If you are like our family, you are still adjusting to getting everyone out the door to school and work on time! I am not the Mom who successfully does the preparing two weeks ahead with the school routine. You know what I am talking about – the lengthy articles that talk about practicing the new bed time, school route, breakfast etc. I always hate for summer vacation to come to an end, maybe even more than my two teens! Just when I get all of us where we need to be, it is time to come home and be the cook, too.
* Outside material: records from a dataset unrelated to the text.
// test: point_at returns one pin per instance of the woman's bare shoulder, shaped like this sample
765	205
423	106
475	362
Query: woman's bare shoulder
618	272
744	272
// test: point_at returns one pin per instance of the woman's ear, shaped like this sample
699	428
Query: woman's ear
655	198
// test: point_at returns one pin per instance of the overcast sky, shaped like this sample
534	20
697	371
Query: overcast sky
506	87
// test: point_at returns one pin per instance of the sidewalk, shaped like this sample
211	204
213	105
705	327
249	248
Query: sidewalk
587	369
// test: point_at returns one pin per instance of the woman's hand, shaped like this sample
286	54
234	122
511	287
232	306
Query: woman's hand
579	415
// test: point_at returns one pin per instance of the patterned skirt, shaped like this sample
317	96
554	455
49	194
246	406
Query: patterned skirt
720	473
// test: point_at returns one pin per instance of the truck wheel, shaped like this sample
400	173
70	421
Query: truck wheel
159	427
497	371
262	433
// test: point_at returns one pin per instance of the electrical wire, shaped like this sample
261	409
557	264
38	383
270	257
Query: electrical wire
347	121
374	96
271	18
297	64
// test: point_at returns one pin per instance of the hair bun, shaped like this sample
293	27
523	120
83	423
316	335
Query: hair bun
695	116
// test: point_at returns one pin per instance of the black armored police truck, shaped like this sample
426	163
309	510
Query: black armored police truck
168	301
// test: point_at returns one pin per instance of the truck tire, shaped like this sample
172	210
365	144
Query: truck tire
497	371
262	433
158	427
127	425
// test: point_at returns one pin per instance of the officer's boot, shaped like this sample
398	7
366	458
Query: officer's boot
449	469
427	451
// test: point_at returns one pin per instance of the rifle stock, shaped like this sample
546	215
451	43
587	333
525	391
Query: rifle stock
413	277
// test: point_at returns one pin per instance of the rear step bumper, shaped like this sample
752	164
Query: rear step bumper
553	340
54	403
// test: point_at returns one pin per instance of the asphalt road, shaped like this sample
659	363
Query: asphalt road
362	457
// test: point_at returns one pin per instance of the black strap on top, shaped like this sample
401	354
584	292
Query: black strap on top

One of my favorite dinner ideas are the skillet dinners that have the whole meal in one dish, add fresh fruit and a glass of milk, and you are on your way to a healthy end of the day meal! I teach the SNAP Education program in Buffalo County. I reinforce eating healthy on a tight budget and of course, simpler is better. You can find this very recipe and other great budget friendly recipes at the Nebraska Extension Nutrition Education Program
Skillet Lasagna
Ingredients
- 1/2 pound lean ground beef
- 1 small onion
- 1 clove garlic minced or 1/4 tsp. garlic powder
- 1 can 15 oz. tomato sauce
- 1 cup water
- 1/2 tsp. dried oregano
- 1/2 tsp. dried basil
- 3 cups wide noodles uncooked
- 1 package 10 oz. frozen spinach thawed
- 1 cup low fat cottage cheese
- 2 oz. cheese diced or grated.
Instructions
- 1. Brown ground beef, onion and garlic. Drain and rinse fat.
- 2. Add tomato sauce, water, oregano and basil, bring to a boil.
- 3. Add noodles and stir. Cover and boil gently for 5 minutes.
- 4. Break up the thawed spinach into small pieces. Stir into the skillet mixture, bring to a boil.
- 5. Cover and boil gently for 5 more minutes. Stir. Spoon cottage cheese on top. Sprinkle with diced cheese.
- 6. Cover and simmer for about 10 minutes or until noodles are tender. Add water if it is too thick.